Wells Fargo did not say if it will pay the fine, and is “unable to predict final resolution” of the matter. It provided no estimate on potential costs.
The bank continues to navigate several investigations related to:
- the opening of fake customer accounts;
- forcing customers to take unnecessary auto insurance policies; and
- unfairly charging fees tied to mortgage rates, and other matters.
Wells Fargo says the potential $1-billion penalty involves the auto insurance and mortgage fee matters.
The bank’s Q1 profits
Wells Fargo’s profit jumped 6% during the first quarter, but that may be revised following the federal regulators’ settlement offer.

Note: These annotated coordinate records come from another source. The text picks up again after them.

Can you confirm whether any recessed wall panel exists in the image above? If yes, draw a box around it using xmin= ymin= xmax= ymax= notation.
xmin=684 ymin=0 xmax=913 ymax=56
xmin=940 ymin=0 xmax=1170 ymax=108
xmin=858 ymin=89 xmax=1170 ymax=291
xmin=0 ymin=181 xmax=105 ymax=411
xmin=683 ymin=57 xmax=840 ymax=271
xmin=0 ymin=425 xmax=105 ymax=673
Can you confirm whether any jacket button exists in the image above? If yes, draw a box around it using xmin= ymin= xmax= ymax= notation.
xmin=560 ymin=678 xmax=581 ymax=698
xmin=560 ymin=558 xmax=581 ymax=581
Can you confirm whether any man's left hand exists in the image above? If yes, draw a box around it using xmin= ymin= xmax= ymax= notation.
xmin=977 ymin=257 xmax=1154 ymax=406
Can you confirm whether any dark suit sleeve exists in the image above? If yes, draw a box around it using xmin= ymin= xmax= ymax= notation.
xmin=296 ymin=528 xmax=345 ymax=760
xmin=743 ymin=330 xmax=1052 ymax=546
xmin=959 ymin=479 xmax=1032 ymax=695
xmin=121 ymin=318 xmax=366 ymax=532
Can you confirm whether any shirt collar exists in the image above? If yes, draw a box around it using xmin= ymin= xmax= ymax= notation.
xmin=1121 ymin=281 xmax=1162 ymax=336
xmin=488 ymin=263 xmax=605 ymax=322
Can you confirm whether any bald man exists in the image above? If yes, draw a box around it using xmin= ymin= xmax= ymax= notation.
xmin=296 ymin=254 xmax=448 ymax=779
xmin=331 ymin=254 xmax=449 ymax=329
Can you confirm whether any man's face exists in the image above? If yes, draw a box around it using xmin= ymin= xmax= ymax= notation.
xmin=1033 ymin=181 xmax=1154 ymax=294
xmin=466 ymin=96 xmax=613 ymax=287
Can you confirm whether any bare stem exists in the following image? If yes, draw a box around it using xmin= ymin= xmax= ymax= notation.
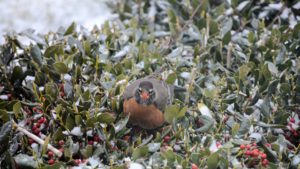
xmin=14 ymin=122 xmax=62 ymax=157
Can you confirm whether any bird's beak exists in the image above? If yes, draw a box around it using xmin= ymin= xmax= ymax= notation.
xmin=140 ymin=92 xmax=150 ymax=100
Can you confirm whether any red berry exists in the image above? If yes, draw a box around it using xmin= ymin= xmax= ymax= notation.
xmin=293 ymin=131 xmax=299 ymax=137
xmin=123 ymin=135 xmax=130 ymax=141
xmin=265 ymin=143 xmax=272 ymax=147
xmin=58 ymin=148 xmax=65 ymax=153
xmin=290 ymin=117 xmax=295 ymax=123
xmin=28 ymin=138 xmax=34 ymax=145
xmin=260 ymin=153 xmax=267 ymax=159
xmin=164 ymin=136 xmax=171 ymax=143
xmin=31 ymin=125 xmax=37 ymax=131
xmin=75 ymin=159 xmax=81 ymax=165
xmin=33 ymin=128 xmax=41 ymax=135
xmin=245 ymin=150 xmax=252 ymax=156
xmin=58 ymin=83 xmax=64 ymax=91
xmin=58 ymin=140 xmax=65 ymax=146
xmin=48 ymin=151 xmax=54 ymax=158
xmin=191 ymin=163 xmax=199 ymax=169
xmin=216 ymin=141 xmax=222 ymax=148
xmin=38 ymin=117 xmax=46 ymax=124
xmin=48 ymin=159 xmax=55 ymax=165
xmin=88 ymin=140 xmax=94 ymax=145
xmin=35 ymin=123 xmax=41 ymax=128
xmin=251 ymin=151 xmax=259 ymax=157
xmin=93 ymin=135 xmax=100 ymax=142
xmin=261 ymin=159 xmax=269 ymax=167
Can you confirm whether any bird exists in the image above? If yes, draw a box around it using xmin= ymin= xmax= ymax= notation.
xmin=123 ymin=76 xmax=185 ymax=130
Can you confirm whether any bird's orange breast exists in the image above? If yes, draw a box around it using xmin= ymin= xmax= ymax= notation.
xmin=123 ymin=98 xmax=165 ymax=129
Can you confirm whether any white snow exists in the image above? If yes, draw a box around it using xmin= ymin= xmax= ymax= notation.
xmin=0 ymin=0 xmax=111 ymax=44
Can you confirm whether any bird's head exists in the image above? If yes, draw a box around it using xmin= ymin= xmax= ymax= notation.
xmin=135 ymin=81 xmax=155 ymax=105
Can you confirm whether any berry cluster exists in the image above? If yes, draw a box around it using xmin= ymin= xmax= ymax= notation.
xmin=285 ymin=115 xmax=300 ymax=145
xmin=240 ymin=143 xmax=269 ymax=168
xmin=58 ymin=83 xmax=65 ymax=98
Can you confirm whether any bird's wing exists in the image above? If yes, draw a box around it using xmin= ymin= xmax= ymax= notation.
xmin=123 ymin=79 xmax=142 ymax=100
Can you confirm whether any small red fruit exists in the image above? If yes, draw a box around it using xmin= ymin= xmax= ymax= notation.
xmin=48 ymin=159 xmax=55 ymax=165
xmin=38 ymin=117 xmax=46 ymax=124
xmin=35 ymin=123 xmax=41 ymax=128
xmin=75 ymin=159 xmax=81 ymax=165
xmin=33 ymin=128 xmax=41 ymax=135
xmin=58 ymin=140 xmax=65 ymax=146
xmin=260 ymin=153 xmax=267 ymax=159
xmin=191 ymin=163 xmax=199 ymax=169
xmin=164 ymin=136 xmax=171 ymax=143
xmin=48 ymin=151 xmax=54 ymax=158
xmin=93 ymin=135 xmax=100 ymax=142
xmin=58 ymin=148 xmax=65 ymax=153
xmin=28 ymin=138 xmax=34 ymax=145
xmin=251 ymin=150 xmax=259 ymax=157
xmin=245 ymin=150 xmax=252 ymax=156
xmin=88 ymin=140 xmax=94 ymax=145
xmin=123 ymin=135 xmax=130 ymax=141
xmin=261 ymin=159 xmax=269 ymax=167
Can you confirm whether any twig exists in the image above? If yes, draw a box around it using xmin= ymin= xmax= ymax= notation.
xmin=226 ymin=42 xmax=233 ymax=69
xmin=14 ymin=122 xmax=62 ymax=157
xmin=184 ymin=68 xmax=196 ymax=103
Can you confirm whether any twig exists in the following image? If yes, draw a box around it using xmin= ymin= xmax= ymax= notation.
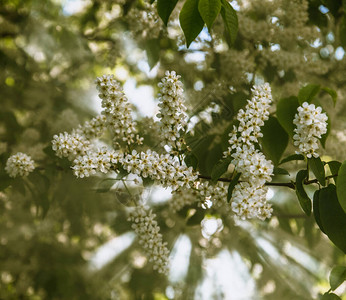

The bank reported first-quarter earnings of $5.9 billion, or $1.12 per share, topping Wall Street’s per-share expectations by 6 cents, according to a FactSet survey. That profit exceeds last year’s $5.46 billion, or $1.03 per share, in profit.
The bank paid $1.37 billion in taxes in the first quarter, about 36% less than the $2.13 billion it paid last year, thanks to the sweeping overhaul of the nation’s tax policy by the GOP. The bank recorded a benefit of $3.35 billion last quarter due to the change.
The largest mortgage lender in the U.S. had revenue of $21.9 billion, compared with $22 billion in the first quarter of 2017. Even with interest rates rising for the past two years, Wells Fargo reported net interest income of $12.2 billion, down $86 million, or 1%, from the year-ago quarter.
Shares ticked down slightly in premarket trading and are up just slightly in the past 12 months. They have declined about 13% since the beginning of the year, a large chunk of that loss coming in early February after the Federal Reserve said it would freeze the bank’s asset growth until it could demonstrate how it will prevent future scandals internally.